Ma cosa sarebbe accaduto nel dettaglio? Leggiamo sempre quanto scrive il pm: gli agenti si recavano presso il reparto di isolamento; due “cogliendolo di sorpresa”, prendevano “per le braccia il detenuto che usciva dalla cella munito degli accessori per fare la doccia, lo spingevano brutalmente verso il corridoio”, un altro gli sferrava un pugno sulla testa “gettando il detenuto a terra e circondandolo (in modo tale da creare una sorta di parziale schermo rispetto alle telecamere)” lo colpivano “con i piedi in varie parti del corpo”; mentre il detenuto gridava per la violenza che stava ricevendo, gli agenti lo ingiuriavano con frasi del tipo: “Figlio di puttana, perché non te ne torni al tuo Paese, non ti muovere o ti strangolo, ti ammazzo!” e al tempo stesso urlavano “contro tutti i detenuti presenti nel reparto: infami, pezzi di merda, vi facciamo vedere chi comanda a San Gimignano”. Ma le presunte torture non finirono lì: il detenuto venne immobilizzato faccia a terra mentre due agenti lo tenevano per le braccia e il collo, un altro gli montava addosso con il suo peso “ponendogli un ginocchio sulla schiena”. Poi lo rialzarono “togliendogli i pantaloni e iniziando a trascinarlo” mentre un agente “lo afferrava nuovamente per la gola” e un altro “gli torceva un braccio dietro la schiena, per poi trascinarlo nella nuova cella”.
Il tutto si concluse con altri calci e pugni e con il detenuto lasciato in cella “semi-svestito, senza fornirgli coperte e il materasso della branda, almeno fino al giorno seguente”. Tra le parti offese costituitesi in giudizio insieme a quattro detenuti c’è quindi l’associazione Antigone, e anche il Garante delle persone private della libertà personale, Mauro Palma, il cui legale è l’avvocato Michele Passione. Questi ci racconta: «l’aspetto singolare è che a sollevare il caso siano stati i detenuti dell’Alta Sicurezza che hanno scritto al magistrato di sorveglianza per denunciare i fatti. Si è creata una saldatura tra un detenuto comune e quelli di AS». Infatti, nella versione data dall’accusa e respinta dalla difesa c’è l’ipotesi che i fatti compiuti contro il detenuto tunisino fossero il pretesto per far capire chi contasse lì.

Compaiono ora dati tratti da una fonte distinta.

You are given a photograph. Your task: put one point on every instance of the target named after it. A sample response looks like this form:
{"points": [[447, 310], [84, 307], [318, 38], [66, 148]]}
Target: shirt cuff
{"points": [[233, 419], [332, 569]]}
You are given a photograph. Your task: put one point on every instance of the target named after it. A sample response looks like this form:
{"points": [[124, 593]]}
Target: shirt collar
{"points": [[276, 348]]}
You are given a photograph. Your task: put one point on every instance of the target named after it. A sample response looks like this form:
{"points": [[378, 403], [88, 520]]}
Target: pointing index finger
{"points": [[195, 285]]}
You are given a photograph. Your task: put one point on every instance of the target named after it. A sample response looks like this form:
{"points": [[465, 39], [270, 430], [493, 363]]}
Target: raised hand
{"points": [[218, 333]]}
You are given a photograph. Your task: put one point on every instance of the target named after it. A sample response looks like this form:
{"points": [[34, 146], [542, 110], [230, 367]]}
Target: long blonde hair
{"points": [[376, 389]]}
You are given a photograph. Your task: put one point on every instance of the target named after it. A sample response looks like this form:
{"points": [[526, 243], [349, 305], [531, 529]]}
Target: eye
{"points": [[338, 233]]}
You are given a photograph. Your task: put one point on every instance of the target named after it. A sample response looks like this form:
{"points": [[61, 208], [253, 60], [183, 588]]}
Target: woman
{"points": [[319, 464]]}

«È importante – continua Passione – che ci sia stato il primo vaglio giurisprudenziale ancorché di merito relativo al rinvio a giudizio in una vicenda processuale per tortura perpetrata da pubblici ufficiali. Questo non perché i pubblici ufficiali siano maggiormente sospetti rispetto ai privati cittadini nella predisposizione a commettere questi reati. Ma perché la Convenzione contro la tortura, ratificata dall’Italia, fa riferimento al maggior disvalore dell’illecito quando commesso da pubblico ufficiale; rappresenta la garanzia per ogni cittadino di essere in buone mani quando è nelle mani dello Stato. Proprio lo Stato è stato citato come responsabile civile in questa vicenda e quindi dovrà rispondere se gli imputati verranno condannati per quelle condotte, le quali non possono certo dirsi riferibili a delle mele marce perché qui si tratta di numerosi poliziotti penitenziari che a vario titolo dovranno rispondere di questo reato».
La costituzione di parte civile del Garante è fondamentale in un periodo in cui la Lega ne chiede l’eliminazione: «I detenuti così sanno che non sono soli. Era stata contestata la legittimazione del Garante, come di tutte le altre associazioni, osservandosi a torto che non fosse soggetto istituzionale deputato a tutelare quegli interessi; ciò è bizzarro perché il Garante Nazionale ha tra le varie fonti che lo hanno introdotto nel nostro ordinamento anche il Protocollo opzionale alla Convenzione Onu contro la tortura. Siccome si tratta per la prima volta di un’accusa di tortura mi pare evidente quale fosse la legittimazione del Garante».
«Il rinvio a giudizio per tortura è una notizia che speriamo dia ristoro alle vittime», è il commento invece di Patrizio Gonnella, presidente di Antigone: «la tortura è un crimine che va indagato con decisione, così come è stato fatto. La tortura, purtroppo, esiste ma fortunatamente ora esiste anche una legge che la punisce. Infine, un invito al ministero della Giustizia e al Governo tutto: si costituisca parte civile. Così garantiremo maggiormente quell’enorme fetta di operatori che si muovono nel solco della legalità». Amarezza per la decisione del Gup è stata espressa invece da Manfredi Biotti, legale di quattro dei cinque agenti rinviati a giudizio.